Barlı ve Kırtaş, sadece İstanbul'daki eskicileri arşınlamıyor.  İzmir  ve  Ankara  başta olmak üzere şehir şehir gezip eski eşya depolarını kurcalayıp işe yarar parçalar çıkarmaya uğraşıyorlar. Aradıklarını bulunca değmeyin keyiflerine. İzmir'deki eski Rum evlerinden dönemin aynası sandalye ve tabaklıkları, eski Büyük Ankara Oteli'nin şezlonglarını satın almışlar mesela. Büyükelçilik ve konsoloslukların gösterişli tekli koltukları, masaları ve akordeon kapaklı TV dolabı da koleksiyonlarındaki yerini almış zamanla. Doksan yaşındaki bir avukat emekliye ayrılınca, ofisinde almışlar soluğu. Masa, sandalye ve kitaplığın yanı sıra yaşlı adamın Osmanlıca, Fransızca ve Türkçe elyazması ajanda ve günlüklerini katmışlar ellerindeki parçalara. Bu koleksiyonu sergilemenin hayalini kuruyorlar şimdilerde.

ESKİ MOBİLYALAR GENÇLERİN GÖZDESİ

İki ortak, iç mimarlık danışmanlığı da yapıyor. Tabii neredeyse tüm projelerinin temelinde nostaljik esintiler var yine. Evler, ofis ve mağazalar, kafeterya, restoran ve oteller... Onlar en çok da herkesin kullandığı işyerlerine taşımayı seviyorlar eski havayı. Eski mobilyaların kişiye rahatlık ve özgürlük hissi verdiği görüşündeler. Müşteri kitlesinin çoğunu özgürlüğüne düşkün gençler oluşturuyor. Orta yaş üstü kesim yıllarca bu nostaljik mobilyalarla yaşadığı için pek rağbet etmiyorlarmış. Eski mobilyaları takım halinde bulmak zor olduğundan neyi neyle kombine edeceğiniz de hayal gücünüze kalıyor tabii.

 

"ŞU KIRIK DOLAPLA YIRTIK KONTUĞU İSTİYORUM"

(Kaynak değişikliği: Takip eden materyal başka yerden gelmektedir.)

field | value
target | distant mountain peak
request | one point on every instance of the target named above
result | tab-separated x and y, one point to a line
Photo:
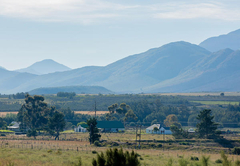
45	66
2	68
230	40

Dükkândaki eşyalar eski olunca, arızası da fazla oluyor haliyle. Barlı ve Kırtaş bunun da çaresini bulmuş. Cilalama, kazıma, tamir derken yepyeni yapıyorlar diyemeyeceğiz ama 'en eski yenileme' işlemi tamamlanıyor böylelikle. Ancak öyle müşteriler var ki paslı gazeteliği, yırtık koltuğu, kırık telefonu hiç dokunulmadan öylece satın alıp koyuyorlar evine. Dokunulmasına hele bir de tamire asla izin vermiyorlar, ruhunu kaybetmesin diye. Bazen bu durum Fulya Barlı ve İliç Kırtaş'ı büyük bir zahmetten kurtarıyor. Örneğin eski tarz bozuk bir buzdolabı ulaşmış ellerine. "Ne yapsak, ne etsek" diye düşünürken satılmış dolap. Üstelik müşteri kesinlikle elden geçirilmesini istememiş, alıp kütüphane olarak kullanacakmış çünkü.

SIFIR MOBİLYA YAPIP ESKİTİYORLAR

İki ortak müşterilerden de eşya toplamaya başlamışlar. Dükkândan kitaplık ya da ayna almaya gelenler, "Benim de şöyle eski bir mobilyam var." der olmuş zamanla. Barlı ve Kırtaş, fotoğraflarını çekip göndermelerini istiyor, beğendikleri parçaları koleksiyonlarına katıyorlar derhal. Yakın ilişki kurdukları bazı müşterilerine iç mimarlık hizmeti veriyorlar. Evlerine kadar gidip "Neyi nereye koysak" diyenlerle ilgilendikleri oluyormuş. Aynı şekilde dükkâna eski eşyasını getirip satmak isteyenlere, "Şunu şöyle tamir edip böyle de kullanabilirsiniz..." diye tavsiyelerde de bulunuyorlar. Bu sebeple birçok müşterisinin satmaktan vazgeçtiği de oluyormuş. Yine de yok yok dükkânda. Cam şişeler, vantilatörler, büfe tipi eski buzdolapları, radyolar, siyah beyaz televizyonlar, çevirmeli telefonlar, kocaman koltuklar... İsteyene sıfırdan tasarım yaparak eskitme yoluyla nostaljik bir hava katabiliyorlar mobilyalara.